Ratgeber · Abwicklung

Lieferschein für Brennholz: Pflichtangaben & Alternative

Viele Betriebe begleiten jede Brennholzlieferung mit einem Lieferschein: als Nachweis für sich selbst und zur Kontrolle für den Kunden. Was gehört rein, und was ist wirklich Pflicht?

Hinweis: Dieser Artikel gibt einen allgemeinen Überblick und ersetzt keine Rechtsberatung. Stand 2026, ohne Gewähr.

Ist ein Lieferschein gesetzlich vorgeschrieben?

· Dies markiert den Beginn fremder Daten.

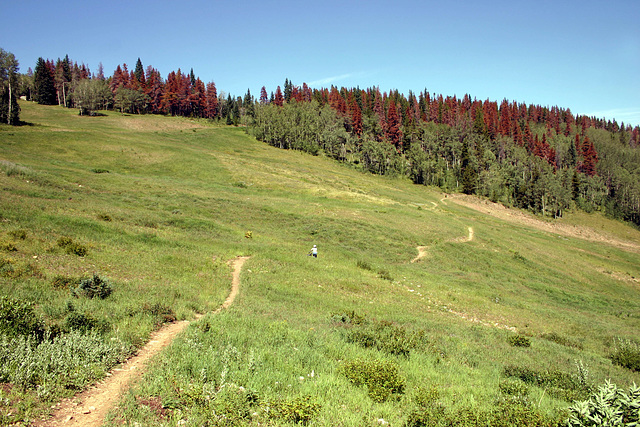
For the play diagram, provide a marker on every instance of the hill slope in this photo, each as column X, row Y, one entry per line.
column 152, row 200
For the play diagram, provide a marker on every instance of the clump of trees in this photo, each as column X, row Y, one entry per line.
column 9, row 108
column 543, row 159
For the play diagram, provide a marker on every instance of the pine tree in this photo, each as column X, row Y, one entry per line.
column 264, row 98
column 139, row 72
column 9, row 108
column 394, row 134
column 44, row 88
column 212, row 101
column 278, row 99
column 469, row 172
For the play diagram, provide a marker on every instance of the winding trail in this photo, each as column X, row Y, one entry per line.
column 89, row 408
column 443, row 307
column 422, row 250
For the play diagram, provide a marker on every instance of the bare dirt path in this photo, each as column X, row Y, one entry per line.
column 90, row 407
column 519, row 217
column 422, row 250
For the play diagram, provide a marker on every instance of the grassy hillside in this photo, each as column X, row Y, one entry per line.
column 159, row 205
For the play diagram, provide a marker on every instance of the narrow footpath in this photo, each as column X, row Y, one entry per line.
column 89, row 408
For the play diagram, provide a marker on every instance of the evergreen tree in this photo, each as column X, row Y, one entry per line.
column 288, row 88
column 193, row 78
column 9, row 109
column 43, row 84
column 393, row 126
column 278, row 99
column 469, row 172
column 264, row 98
column 139, row 72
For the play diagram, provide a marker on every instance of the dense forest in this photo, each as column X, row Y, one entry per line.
column 544, row 159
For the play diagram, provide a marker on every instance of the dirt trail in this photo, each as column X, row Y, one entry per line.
column 89, row 408
column 519, row 217
column 422, row 250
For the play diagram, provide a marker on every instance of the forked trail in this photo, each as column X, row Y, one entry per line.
column 90, row 407
column 422, row 250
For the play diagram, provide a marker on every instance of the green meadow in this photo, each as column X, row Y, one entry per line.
column 507, row 328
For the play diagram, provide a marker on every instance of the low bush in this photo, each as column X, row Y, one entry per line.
column 387, row 337
column 64, row 282
column 83, row 322
column 105, row 217
column 349, row 318
column 626, row 353
column 519, row 340
column 67, row 362
column 92, row 287
column 608, row 406
column 18, row 318
column 299, row 410
column 364, row 265
column 559, row 384
column 19, row 234
column 507, row 412
column 513, row 387
column 559, row 339
column 160, row 312
column 384, row 274
column 71, row 247
column 7, row 267
column 8, row 246
column 233, row 405
column 381, row 377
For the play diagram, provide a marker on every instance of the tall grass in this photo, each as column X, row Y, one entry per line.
column 161, row 225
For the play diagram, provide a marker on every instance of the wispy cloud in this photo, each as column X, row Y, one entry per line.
column 627, row 115
column 328, row 80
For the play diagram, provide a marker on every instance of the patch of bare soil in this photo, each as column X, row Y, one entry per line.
column 90, row 407
column 422, row 250
column 519, row 217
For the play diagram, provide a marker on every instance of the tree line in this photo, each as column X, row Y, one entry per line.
column 545, row 159
column 538, row 158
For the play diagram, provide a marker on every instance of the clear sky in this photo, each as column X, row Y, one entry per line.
column 583, row 55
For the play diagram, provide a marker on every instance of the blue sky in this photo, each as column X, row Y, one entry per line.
column 583, row 55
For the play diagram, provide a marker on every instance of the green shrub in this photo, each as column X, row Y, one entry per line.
column 561, row 385
column 12, row 169
column 19, row 234
column 519, row 340
column 8, row 246
column 299, row 410
column 364, row 265
column 105, row 217
column 67, row 362
column 387, row 337
column 233, row 404
column 608, row 406
column 71, row 247
column 161, row 313
column 513, row 387
column 426, row 396
column 82, row 322
column 95, row 286
column 559, row 339
column 64, row 282
column 626, row 353
column 349, row 318
column 381, row 377
column 384, row 274
column 18, row 318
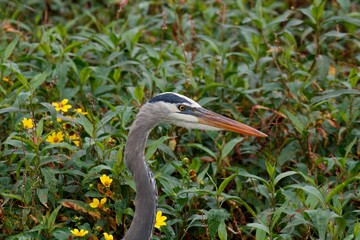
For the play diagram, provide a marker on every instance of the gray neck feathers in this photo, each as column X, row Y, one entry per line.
column 146, row 199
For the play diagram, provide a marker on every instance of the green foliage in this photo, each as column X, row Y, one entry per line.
column 287, row 68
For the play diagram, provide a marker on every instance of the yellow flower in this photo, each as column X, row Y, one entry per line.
column 74, row 138
column 55, row 137
column 98, row 204
column 62, row 106
column 78, row 233
column 108, row 236
column 160, row 220
column 79, row 110
column 28, row 123
column 105, row 180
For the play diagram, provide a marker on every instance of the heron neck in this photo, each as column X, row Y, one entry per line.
column 146, row 198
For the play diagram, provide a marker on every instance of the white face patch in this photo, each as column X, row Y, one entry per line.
column 192, row 102
column 169, row 112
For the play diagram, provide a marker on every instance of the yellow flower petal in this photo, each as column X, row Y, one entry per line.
column 79, row 110
column 103, row 201
column 160, row 220
column 27, row 123
column 108, row 236
column 55, row 137
column 78, row 233
column 62, row 106
column 95, row 203
column 106, row 180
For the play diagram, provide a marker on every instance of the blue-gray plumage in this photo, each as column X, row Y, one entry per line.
column 170, row 108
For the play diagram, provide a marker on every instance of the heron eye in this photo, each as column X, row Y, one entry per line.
column 182, row 107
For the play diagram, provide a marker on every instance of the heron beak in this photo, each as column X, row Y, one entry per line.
column 210, row 118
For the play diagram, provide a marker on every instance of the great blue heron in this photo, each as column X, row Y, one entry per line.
column 175, row 109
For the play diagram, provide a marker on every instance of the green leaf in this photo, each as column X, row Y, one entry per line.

Anders als die Rechnung ist der Lieferschein in Deutschland grundsätzlich keine gesetzliche Pflicht, sondern gute kaufmännische Praxis. Er dient als Nachweis, dass und in welcher Menge geliefert wurde, unabhängig vom eigentlichen Zahlungsvorgang. Welche Angaben eine Rechnung zwingend enthalten muss, erklärt Brennholz verkaufen: Gewerbe, Steuer & Kleinunternehmer.

Was sollte auf dem Lieferschein stehen?

  • Datum der Lieferung
  • Name und Anschrift von Verkäufer und Kunde
  • Gelieferte Menge und Einheit (z. B. Ster, Schüttraummeter)
  • Holzart und Scheitlänge
  • Bestell- oder Auftragsnummer, falls vorhanden
  • Optional ein Unterschriftenfeld zur Empfangsbestätigung

Anders als bei der Rechnung sind keine Steuerangaben nötig, oft steht auf dem Lieferschein auch gar kein Preis.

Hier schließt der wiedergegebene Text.